By Elyse Stefaniak
Growing up, I worked for tally marks. My parents didn’t believe in “paying us for breathing,” as they described allowance. So my siblings and I made our money doing chores around the house and then documenting them in tallies on the fridge. Sunday afternoons we were handed a fistful of quarters, a manifestation of the tallies that foreshadowed the feeling of payday. We could spend our hard earned coins on treats at the grocery store, or save up for toys at Target—the checkout clerks despised us. As we grew older, the jobs changed to suit our ages, and we began saving for more sophisticated items.
Summers as a preschool teacher assistant grew into a steady, year-round business as babysitters for my sister and me. My mom would take us clothes shopping once a year for necessities, but other clothes we wanted, plus our cellphone bill, were left to our extraneous source of income. Budgeting wasn’t a foreign idea because my cellphone bill seemed a product of inflation from the days of saving and calculated spending for American Girl doll accessories.
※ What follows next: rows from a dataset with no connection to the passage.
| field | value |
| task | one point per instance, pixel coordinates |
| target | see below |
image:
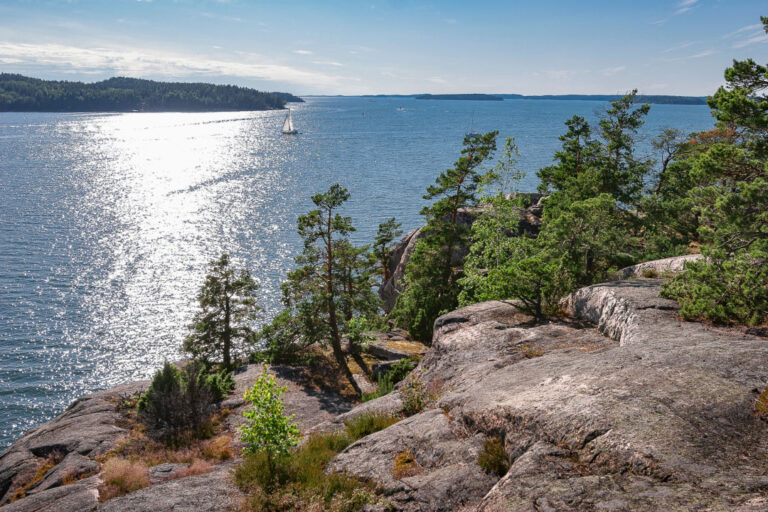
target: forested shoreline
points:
(19, 93)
My adolescent finances seemed so normal to me that—even though I knew other families had different financial arrangements with their children—the first time I was confronted with the spectrum of financial independence was in college.
Freshman year, my parents encouraged me to work part time to have more spending money. I attend New York University, so I want to fully experience the city—visiting the museums, amazing restaurants, and stores. My friends want to do the same, but I find myself declining offers due to the cost.
Many of my friends have unlimited credit cards that their parents happily pay off, plus all-inclusive prepaid meal plans that they rarely use in favor of the unique cuisine found around the city. But I choose to be more calculated. Just as in childhood, my parents provide me with the necessities including tuition, housing, and a meal plan—and I’m fortunate to be able to afford that much. Others are running to two jobs after class to attempt to afford what their need-based scholarship won’t cover.
I am conscious of money not only because I have a job at school, but because my upbringing made me aware of how quickly money can come and go. I have noticed that my peers who pay attention to their budgets, regardless of their employment status, also appear to value their education and actually attend class—what a thought.